Problem faced while using GridsearchCV on randomForestClassifier

35 Views Asked by At

I am working on a classification problem related to heart disease using RandomForestClassifier. While performing hyperparameter tuning on RandomForestClassifier, I am facing the following issue. I am using sklearn Pipeline and ColumnTransformer for preprocessing.

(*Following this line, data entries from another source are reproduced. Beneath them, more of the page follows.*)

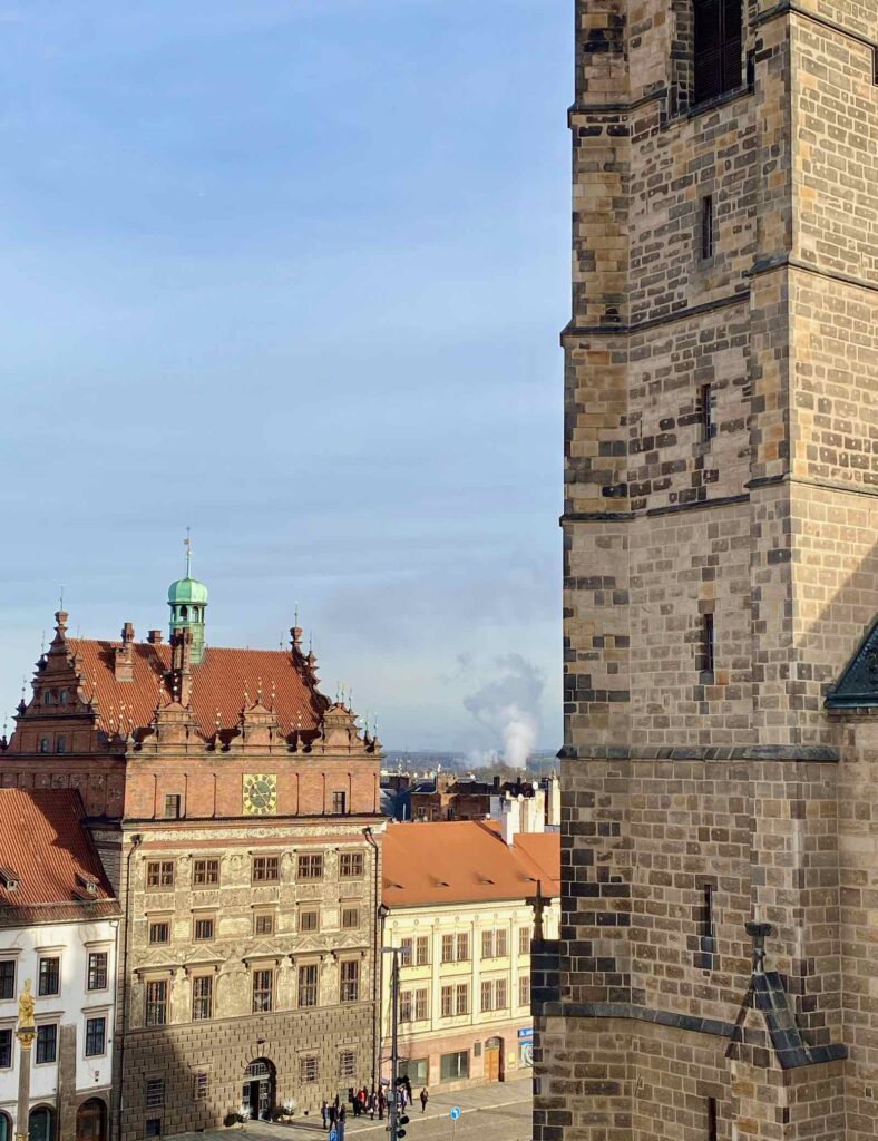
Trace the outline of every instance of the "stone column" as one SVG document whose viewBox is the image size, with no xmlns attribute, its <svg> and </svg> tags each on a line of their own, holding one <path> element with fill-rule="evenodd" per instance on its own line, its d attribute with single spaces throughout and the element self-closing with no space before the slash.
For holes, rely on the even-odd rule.
<svg viewBox="0 0 878 1141">
<path fill-rule="evenodd" d="M 29 1141 L 31 1135 L 31 1047 L 36 1037 L 36 1030 L 32 1026 L 21 1027 L 16 1030 L 18 1038 L 18 1111 L 16 1115 L 15 1141 Z"/>
</svg>

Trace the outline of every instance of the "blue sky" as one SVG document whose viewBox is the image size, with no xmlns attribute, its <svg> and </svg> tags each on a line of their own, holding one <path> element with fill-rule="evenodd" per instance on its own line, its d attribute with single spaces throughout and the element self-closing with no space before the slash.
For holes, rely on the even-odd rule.
<svg viewBox="0 0 878 1141">
<path fill-rule="evenodd" d="M 559 744 L 571 30 L 0 3 L 5 710 L 60 584 L 73 632 L 165 625 L 189 525 L 209 642 L 298 601 L 389 747 L 499 747 L 506 691 Z"/>
</svg>

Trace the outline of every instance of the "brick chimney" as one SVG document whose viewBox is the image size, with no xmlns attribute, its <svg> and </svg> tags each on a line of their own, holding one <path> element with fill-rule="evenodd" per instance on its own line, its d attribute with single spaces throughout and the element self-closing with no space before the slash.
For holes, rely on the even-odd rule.
<svg viewBox="0 0 878 1141">
<path fill-rule="evenodd" d="M 133 653 L 135 628 L 130 622 L 122 626 L 122 645 L 116 646 L 113 662 L 113 672 L 116 681 L 135 680 L 135 653 Z"/>
</svg>

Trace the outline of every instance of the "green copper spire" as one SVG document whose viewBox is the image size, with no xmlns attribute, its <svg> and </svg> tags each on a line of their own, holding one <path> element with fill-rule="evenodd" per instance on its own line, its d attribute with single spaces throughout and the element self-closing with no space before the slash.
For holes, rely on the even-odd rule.
<svg viewBox="0 0 878 1141">
<path fill-rule="evenodd" d="M 171 638 L 180 630 L 192 630 L 192 664 L 197 665 L 204 656 L 204 612 L 208 608 L 208 588 L 192 576 L 192 540 L 186 547 L 186 577 L 172 582 L 168 589 L 168 605 L 171 607 Z"/>
</svg>

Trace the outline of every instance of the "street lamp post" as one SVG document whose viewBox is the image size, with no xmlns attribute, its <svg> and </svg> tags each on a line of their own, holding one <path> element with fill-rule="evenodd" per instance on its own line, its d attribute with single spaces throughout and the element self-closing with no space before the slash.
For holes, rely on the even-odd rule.
<svg viewBox="0 0 878 1141">
<path fill-rule="evenodd" d="M 388 1133 L 390 1141 L 403 1141 L 408 1118 L 399 1112 L 399 947 L 382 947 L 382 955 L 392 955 L 390 972 L 390 1090 L 388 1091 Z"/>
</svg>

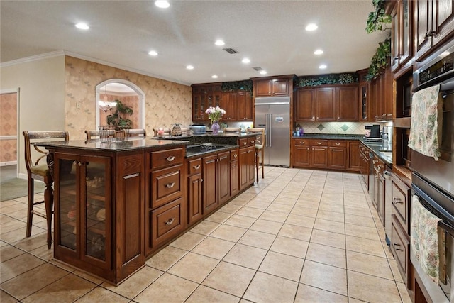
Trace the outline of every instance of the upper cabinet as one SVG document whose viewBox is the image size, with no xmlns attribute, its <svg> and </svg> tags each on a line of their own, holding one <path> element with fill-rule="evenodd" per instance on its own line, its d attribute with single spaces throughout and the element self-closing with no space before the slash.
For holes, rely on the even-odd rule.
<svg viewBox="0 0 454 303">
<path fill-rule="evenodd" d="M 358 121 L 358 85 L 300 88 L 297 91 L 297 121 Z"/>
<path fill-rule="evenodd" d="M 391 12 L 391 70 L 396 71 L 411 58 L 411 1 L 399 0 Z"/>
<path fill-rule="evenodd" d="M 192 121 L 208 121 L 205 111 L 210 106 L 221 104 L 222 92 L 221 83 L 192 85 Z"/>
<path fill-rule="evenodd" d="M 454 34 L 454 1 L 412 2 L 414 4 L 415 60 L 419 61 Z"/>
<path fill-rule="evenodd" d="M 266 78 L 253 80 L 255 97 L 288 96 L 289 78 Z"/>
</svg>

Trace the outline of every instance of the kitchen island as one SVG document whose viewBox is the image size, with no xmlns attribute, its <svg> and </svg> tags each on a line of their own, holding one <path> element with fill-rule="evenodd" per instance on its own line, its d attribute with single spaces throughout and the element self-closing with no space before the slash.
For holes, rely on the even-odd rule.
<svg viewBox="0 0 454 303">
<path fill-rule="evenodd" d="M 249 138 L 237 134 L 234 141 L 189 157 L 187 140 L 39 143 L 50 152 L 55 180 L 55 258 L 121 282 L 187 227 L 253 184 Z M 242 158 L 240 150 L 248 156 Z M 240 189 L 241 174 L 250 172 Z"/>
</svg>

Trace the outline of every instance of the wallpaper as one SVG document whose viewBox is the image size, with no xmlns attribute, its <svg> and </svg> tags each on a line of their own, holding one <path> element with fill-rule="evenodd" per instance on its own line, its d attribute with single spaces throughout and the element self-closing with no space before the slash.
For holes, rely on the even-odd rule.
<svg viewBox="0 0 454 303">
<path fill-rule="evenodd" d="M 71 140 L 84 139 L 85 129 L 96 128 L 96 86 L 109 79 L 126 79 L 144 92 L 147 133 L 152 134 L 157 127 L 171 128 L 176 123 L 183 126 L 192 124 L 189 86 L 70 56 L 65 57 L 65 64 L 66 130 Z M 130 119 L 133 121 L 133 117 Z"/>
<path fill-rule="evenodd" d="M 0 94 L 0 136 L 17 136 L 17 94 Z M 17 159 L 16 139 L 0 140 L 0 163 Z"/>
</svg>

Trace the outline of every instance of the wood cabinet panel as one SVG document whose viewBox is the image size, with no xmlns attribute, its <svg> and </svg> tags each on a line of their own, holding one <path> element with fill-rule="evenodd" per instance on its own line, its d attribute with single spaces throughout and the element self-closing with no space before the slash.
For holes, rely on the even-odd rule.
<svg viewBox="0 0 454 303">
<path fill-rule="evenodd" d="M 337 121 L 358 120 L 358 87 L 338 87 L 336 111 Z"/>
<path fill-rule="evenodd" d="M 295 120 L 297 121 L 315 121 L 316 89 L 298 89 L 295 101 Z"/>
<path fill-rule="evenodd" d="M 183 199 L 180 197 L 150 212 L 153 247 L 165 243 L 183 231 L 184 208 Z"/>
<path fill-rule="evenodd" d="M 336 89 L 323 87 L 317 89 L 316 116 L 317 121 L 336 121 Z"/>
<path fill-rule="evenodd" d="M 202 218 L 202 182 L 201 173 L 188 177 L 187 204 L 189 224 Z"/>
</svg>

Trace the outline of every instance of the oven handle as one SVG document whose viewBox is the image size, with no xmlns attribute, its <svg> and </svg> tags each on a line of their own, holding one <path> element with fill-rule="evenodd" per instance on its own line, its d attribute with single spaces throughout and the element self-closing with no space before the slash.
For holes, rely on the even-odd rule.
<svg viewBox="0 0 454 303">
<path fill-rule="evenodd" d="M 424 201 L 420 201 L 421 205 L 423 205 L 426 209 L 427 209 L 427 206 L 425 205 L 424 202 L 426 202 L 431 207 L 434 208 L 437 211 L 441 214 L 448 221 L 450 221 L 451 222 L 454 222 L 454 216 L 451 215 L 450 213 L 446 211 L 443 207 L 441 207 L 434 199 L 431 198 L 423 192 L 417 185 L 415 185 L 414 183 L 411 184 L 411 189 L 414 191 L 414 194 L 418 196 L 419 198 L 421 198 Z M 428 211 L 431 211 L 430 209 Z M 432 212 L 432 211 L 431 211 Z M 445 218 L 441 218 L 442 220 L 445 220 Z"/>
</svg>

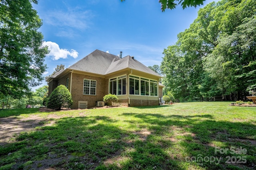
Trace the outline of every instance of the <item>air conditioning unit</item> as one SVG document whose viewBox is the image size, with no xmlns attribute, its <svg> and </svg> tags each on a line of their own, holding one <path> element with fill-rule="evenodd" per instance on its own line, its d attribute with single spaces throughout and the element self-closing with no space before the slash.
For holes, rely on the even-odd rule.
<svg viewBox="0 0 256 170">
<path fill-rule="evenodd" d="M 105 105 L 104 102 L 97 102 L 97 106 L 104 106 Z"/>
</svg>

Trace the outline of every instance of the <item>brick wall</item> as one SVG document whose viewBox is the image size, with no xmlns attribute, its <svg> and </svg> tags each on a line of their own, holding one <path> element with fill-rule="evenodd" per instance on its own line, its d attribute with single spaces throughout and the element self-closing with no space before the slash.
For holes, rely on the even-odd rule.
<svg viewBox="0 0 256 170">
<path fill-rule="evenodd" d="M 130 106 L 131 107 L 146 106 L 158 106 L 159 104 L 159 100 L 137 100 L 135 99 L 130 100 Z"/>
<path fill-rule="evenodd" d="M 58 81 L 52 80 L 49 82 L 49 89 L 48 91 L 48 97 L 50 97 L 52 91 L 57 87 Z"/>
</svg>

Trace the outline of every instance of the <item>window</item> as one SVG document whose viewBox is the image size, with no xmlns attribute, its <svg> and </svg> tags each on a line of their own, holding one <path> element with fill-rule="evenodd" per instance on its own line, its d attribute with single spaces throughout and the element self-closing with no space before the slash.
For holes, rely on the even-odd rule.
<svg viewBox="0 0 256 170">
<path fill-rule="evenodd" d="M 96 80 L 84 79 L 84 94 L 96 95 Z"/>
<path fill-rule="evenodd" d="M 130 94 L 158 96 L 157 81 L 133 76 L 130 76 L 129 77 Z M 139 91 L 139 89 L 140 92 Z"/>
<path fill-rule="evenodd" d="M 133 76 L 134 77 L 134 76 Z M 136 77 L 136 78 L 137 78 Z M 139 80 L 130 77 L 130 94 L 139 95 Z"/>
<path fill-rule="evenodd" d="M 67 87 L 67 88 L 68 88 L 68 78 L 67 78 L 66 80 L 66 86 Z"/>
<path fill-rule="evenodd" d="M 126 94 L 126 76 L 111 79 L 109 82 L 109 92 L 117 95 Z"/>
<path fill-rule="evenodd" d="M 150 96 L 157 96 L 157 84 L 156 82 L 150 80 Z"/>
</svg>

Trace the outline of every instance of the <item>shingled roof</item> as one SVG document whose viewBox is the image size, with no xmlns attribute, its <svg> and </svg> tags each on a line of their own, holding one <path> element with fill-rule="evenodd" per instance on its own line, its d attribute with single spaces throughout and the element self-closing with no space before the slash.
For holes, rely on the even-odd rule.
<svg viewBox="0 0 256 170">
<path fill-rule="evenodd" d="M 69 70 L 74 70 L 102 75 L 126 68 L 136 70 L 161 76 L 130 55 L 120 59 L 117 56 L 98 50 L 95 50 L 68 68 Z M 64 70 L 62 71 L 57 72 L 51 77 L 56 77 Z"/>
</svg>

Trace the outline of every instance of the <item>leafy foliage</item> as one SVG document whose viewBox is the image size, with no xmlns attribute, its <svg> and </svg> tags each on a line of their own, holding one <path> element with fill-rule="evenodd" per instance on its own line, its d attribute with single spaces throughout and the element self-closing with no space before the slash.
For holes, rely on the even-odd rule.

Error: 720 fits failed out of a total of 2160.
The score on these train-test partitions for these parameters will be set to nan.
If these failures are not expected, you can try to debug them by setting error_score='raise'.
UserWarning: One or more of the test scores are non-finite
numerical_pipeline = Pipeline(
steps=[('scaler',StandardScaler())]
)

categorical_pipeline = Pipeline(
steps=[('encoder',OneHotEncoder(handle_unknown='ignore'))]  
)

preprocessor = ColumnTransformer(
[('numerical_pipeline',numerical_pipeline,numerical_features),
 ('categorical_pipeline',categorical_pipeline,categorical_features)]`

X_train,X_test,y_train,y_test = train_test_split(X,y,test_size=0.3)`

scaled_X_train = preprocessor.fit_transform(X_train)
scaled_X_test = preprocessor.transform(X_test)`

param_grid={'max_depth':[3,5,10,None],
          'n_estimators':[10,100,200],
          'max_features':[1,3,5,7],
          'min_samples_leaf':[1,2,3],
          'min_samples_split':[1,2,3]
       }

grid = GridSearchCV(RandomForestClassifier(),param_grid=param_grid,cv=5,scoring='accuracy',verbose=True,n_jobs=-1)
grid.fit(scaled_X_train,y_train)
1

There are 1 best solutions below

1
Muhammed Yunus On

From the error message it seems like some of the hyperparameter combinations could be leading to the error condition. Some of your fits run fine but a portion fail. Remove 1 from the list of values for min_samples_split, as it has to be 2 or greater.

If that doesn't resolve the error, add error_score='raise' to GridSearchCV, so that when it encounters an error it will print the full stack trace.